An adaptation of conventions preserves clarity and usability.

The Site

Lampre, an Italian pre-coated steel products and services group, structures the navigation of its website around its constituent companies.

The universal navigation links for the site are arranged in a tabbed horizontal bar at the top of pages immediately below the group logo. The five main tabs correspond to the divisional structure: Group, Lampre Italy, Lampre Portugal, Lamital and Lamfer (the bar is completed with Italian/English language options). Clicking a tab opens a section menu in the left-hand panel. This uses a common set of headings (modified for Group) but has content tailored to the selected unit (for example Contacts, History, Products and services). Sections are colour-coded – blue for Group, light grey for Lampre Italy etc. The careers link opens a group-wide jobs mini-site in a secondary window.

The Takeaway

Lampre has taken a thoroughly conventional navigation structure and adapted it to its own communications plan (“the importance of a coordinated company image”) without any loss of usability or clarity. While many financial services companies do something similar based on user groups, the focus on operating units is unusual.

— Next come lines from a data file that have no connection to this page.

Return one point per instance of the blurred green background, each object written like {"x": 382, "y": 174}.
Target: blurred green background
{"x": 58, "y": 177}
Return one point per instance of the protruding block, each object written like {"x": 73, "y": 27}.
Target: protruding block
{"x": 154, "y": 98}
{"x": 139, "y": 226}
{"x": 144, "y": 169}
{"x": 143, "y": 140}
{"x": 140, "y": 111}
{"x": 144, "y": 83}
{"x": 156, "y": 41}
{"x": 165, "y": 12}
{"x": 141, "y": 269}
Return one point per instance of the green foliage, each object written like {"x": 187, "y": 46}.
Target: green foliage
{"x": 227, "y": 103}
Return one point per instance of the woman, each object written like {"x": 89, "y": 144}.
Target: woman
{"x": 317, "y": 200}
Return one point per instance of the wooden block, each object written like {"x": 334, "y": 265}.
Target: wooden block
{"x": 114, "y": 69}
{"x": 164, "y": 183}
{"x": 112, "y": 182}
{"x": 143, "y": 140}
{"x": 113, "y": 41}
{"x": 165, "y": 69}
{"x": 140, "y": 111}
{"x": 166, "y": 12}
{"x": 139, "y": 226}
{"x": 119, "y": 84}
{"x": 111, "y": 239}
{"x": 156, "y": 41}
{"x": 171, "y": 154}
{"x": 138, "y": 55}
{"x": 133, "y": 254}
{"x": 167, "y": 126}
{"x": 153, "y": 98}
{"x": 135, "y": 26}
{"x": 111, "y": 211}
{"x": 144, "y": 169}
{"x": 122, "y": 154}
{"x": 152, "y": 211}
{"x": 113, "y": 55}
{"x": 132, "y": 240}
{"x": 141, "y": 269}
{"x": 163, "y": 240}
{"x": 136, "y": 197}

Where most companies use their universal bar for services or corporate functions, Lampre bases its navigation on sections corresponding to its constituent companies and a common information structure that allows it to use the left-hand navigation to provide a standard mix of service and function headings. Although the latter is missing some of the usual elements (for example, corporate responsibility, investors), that is a reflection of Lampre’s agenda (it is, for example, privately-owned) rather than a weakness in the approach. The presentation of careers information in a separate window typifies a well thought out and executed system, neatly providing group-wide information while preserving the integrity of each section and the unit-related colour coding.